Choosing a camera for inspection: Color or monochrome?
Matt Tardiff, Edmund Industrial Optics -- Test & Measurement World, 5/1/2004
When assembling a machine-vision system, a designer must inevitably decide between color and monochrome cameras. Too often, designers make this decision without understanding how the choice affects system performance. Many vision systems include color cameras simply because end users feel more comfortable with color images, an issue of aesthetics rather than performance.
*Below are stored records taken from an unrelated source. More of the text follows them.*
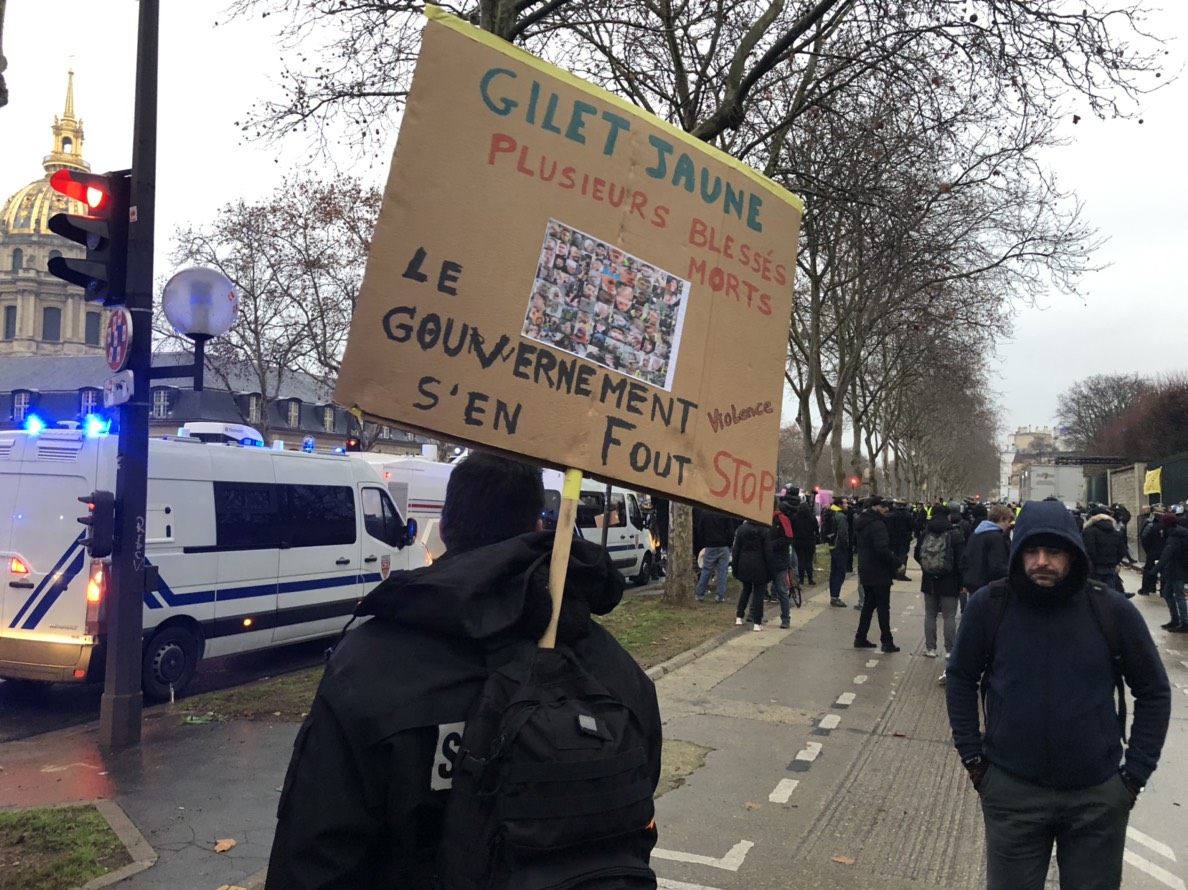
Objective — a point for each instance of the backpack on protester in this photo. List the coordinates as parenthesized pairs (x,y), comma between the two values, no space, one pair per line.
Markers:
(936,553)
(1103,613)
(551,783)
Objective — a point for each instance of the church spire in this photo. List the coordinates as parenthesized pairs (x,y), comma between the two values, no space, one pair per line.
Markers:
(69,111)
(67,137)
In contrast, some designers may specify monochrome cameras assuming that they cost less, which is not always the case. The best decision must consider the strengths and weaknesses of each approach so end users get the best value for their applications.
When you need high resolutionA single pixel can yield only intensity information about the light wavelengths that fall on it. Most color cameras determine pixel color with a combination of filters (such as the Bayer-type filter depicted in Figure 1) and interpolation from the intensity values of neighboring pixels. (For more information about how color cameras work, see the tutorial in Ref. 1.) This interpolation inevitably reduces resolution. For example, the arrangement of blue and red pixel sites in a Bayer filter makes a single-imager color camera prone to horizontal and vertical artifacts, especially on objects with straight edges that follow a row or column. For this reason, designers often prefer monochrome cameras when resolution is of utmost importance.
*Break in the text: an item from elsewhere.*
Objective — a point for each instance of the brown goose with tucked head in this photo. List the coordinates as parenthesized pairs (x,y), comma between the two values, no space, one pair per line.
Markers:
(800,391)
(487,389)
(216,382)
Applications that require both color and the highest possible resolution need another alternative—a color-imaging system that does not interpolate. In this case, three separate sensors gather three-color channels of information. A separating prism mounted in front of the three sensors directs the red, green, and blue light to the appropriate detector chip. While the three-chip color camera offers resolution that rivals that of a monochrome camera, the prism and additional sensors make this solution much more expensive. They also consume more power than their single-chip cousins.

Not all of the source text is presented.